In the scrapbooks of Mary W Riddle we found this undated and unattributed typed history of the factory. It appears to have been written in about 1922. The writer mentions the Merts and Riddle velocipede . The only two other references we have to the velocipede come from an early letterhead of Merts and Riddle and a brief menton in a 1938 article in the local paper. Both of these are below.
If you were to go to Ravenna, Ohio and ask a member of the Riddle family whether they have been established long, you would hear them answer with great pride, that they had been established in the vehicle business on the present site since the year 1830.

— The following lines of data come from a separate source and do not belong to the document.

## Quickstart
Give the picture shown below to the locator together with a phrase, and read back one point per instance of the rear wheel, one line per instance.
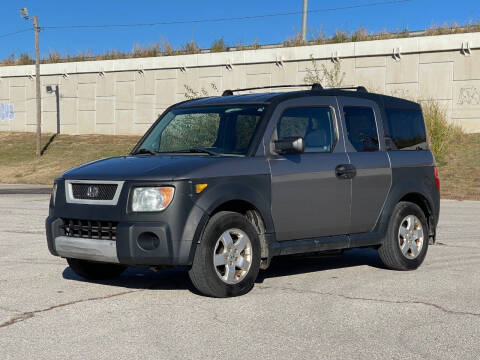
(91, 270)
(227, 260)
(406, 243)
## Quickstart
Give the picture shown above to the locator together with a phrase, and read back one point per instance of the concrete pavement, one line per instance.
(303, 307)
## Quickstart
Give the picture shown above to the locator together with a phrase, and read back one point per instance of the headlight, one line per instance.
(152, 198)
(54, 193)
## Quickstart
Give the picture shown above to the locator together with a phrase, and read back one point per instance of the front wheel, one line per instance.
(227, 260)
(406, 243)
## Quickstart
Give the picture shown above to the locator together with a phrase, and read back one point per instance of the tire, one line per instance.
(406, 243)
(94, 270)
(223, 270)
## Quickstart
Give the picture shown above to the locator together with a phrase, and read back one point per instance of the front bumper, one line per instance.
(125, 249)
(87, 249)
(176, 229)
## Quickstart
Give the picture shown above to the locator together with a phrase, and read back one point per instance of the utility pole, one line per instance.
(304, 20)
(37, 80)
(36, 29)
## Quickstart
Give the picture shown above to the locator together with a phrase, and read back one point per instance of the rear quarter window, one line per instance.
(406, 130)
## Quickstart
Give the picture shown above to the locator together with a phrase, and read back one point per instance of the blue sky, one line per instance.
(416, 15)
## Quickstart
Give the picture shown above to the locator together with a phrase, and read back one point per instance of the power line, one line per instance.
(15, 32)
(252, 17)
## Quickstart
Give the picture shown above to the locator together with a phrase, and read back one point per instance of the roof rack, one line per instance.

The one of the clan best known to hundreds of undertakers and vehicle men throughout these United States was Henry Warner Riddle, only recently deceased, his leadership having begun in 1861.
The factory has always been on its present site, having been established there in 1830 by N.D. and miletus (sp) Clark for the making of buggies.
Mr. Riddle was born in Allegheny, PA, learning the trade of carriage building there during his late teens. Work at the bench was too slow for him and he took up the selling of buggies through Kentucky, taking a long string of buggies out through the country roads and peddling them from farm to farm.
At this time Mr. Riddle's brother-in-law, Mr. Charles Merts, of the latter firm of Merts & Riddle, was working for the Clark's in Ravenna. He sent for Mr. Riddle, who came north and together they leased the building and took over the business. From then on to his death in December, 1920, Mr. Riddle was a part and witnessed all the great changes that have taken place in road travel conveniences, up to our present time of motor driven vehicles.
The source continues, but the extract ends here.